= Wafae Charaf =

Moroccan human rights activist (born 1988)

Wafae Charaf (Arabic: وفاء شرف, born 1988) is a Moroccan human rights activist. On 21 October 2014, she was sentenced to a two-year prison term for "falsely reporting" torture. She is currently being detained in Tangiers Local Prison.

She reports being abducted and tortured by unknown persons in an unmarked car for several hours after attending a worker's protest on 27 April 2014 in Tangiers. She reported that the men beat her and threatened further violence against her if she did not cease her activism. Thereafter, she was dumped on the side of a road 12 miles outside of Tangiers.

Days later, she filed a complaint with judicial authorities, which prompted the Tangiers judicial police and the National Brigade for the Judicial Police to investigate her complaint. On 8 July 2014, before the investigation had concluded, Charaf was arrested, detained and charged with falsely reporting an offense and slander under Articles 263, 264 and 445 of the Moroccan Penal Code. After more than a month in pre-trial detention, she was convicted on all counts, sentenced to two years in prison for "falsely reporting" torture, and ordered to pay 50,000 MAD in compensation for slandering Morocco's police force.
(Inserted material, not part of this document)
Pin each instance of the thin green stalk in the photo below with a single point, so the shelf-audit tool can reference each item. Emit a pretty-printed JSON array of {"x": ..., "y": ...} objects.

A defense lawyer stated that the court refused to summon key witnesses, and failed to disclose phone tapping evidence which was key to the conviction. Charaf is appealing the conviction.

The International League of Human Rights launched an international appeal for Charaf's release on 19 September 2014. The League denounced the trial, stating that "[t]he trial of Wafaa is a political trial. It shows the complicity between the Moroccan authorities and large industrial groups who want to silence the voice of workers' advocates."

There is an ongoing Amnesty International campaign calling for Charaf's release along with the release of Oussama Housne, another young Moroccan human rights activist who was convicted for "falsely reporting" torture and for slandering Morocco's police force.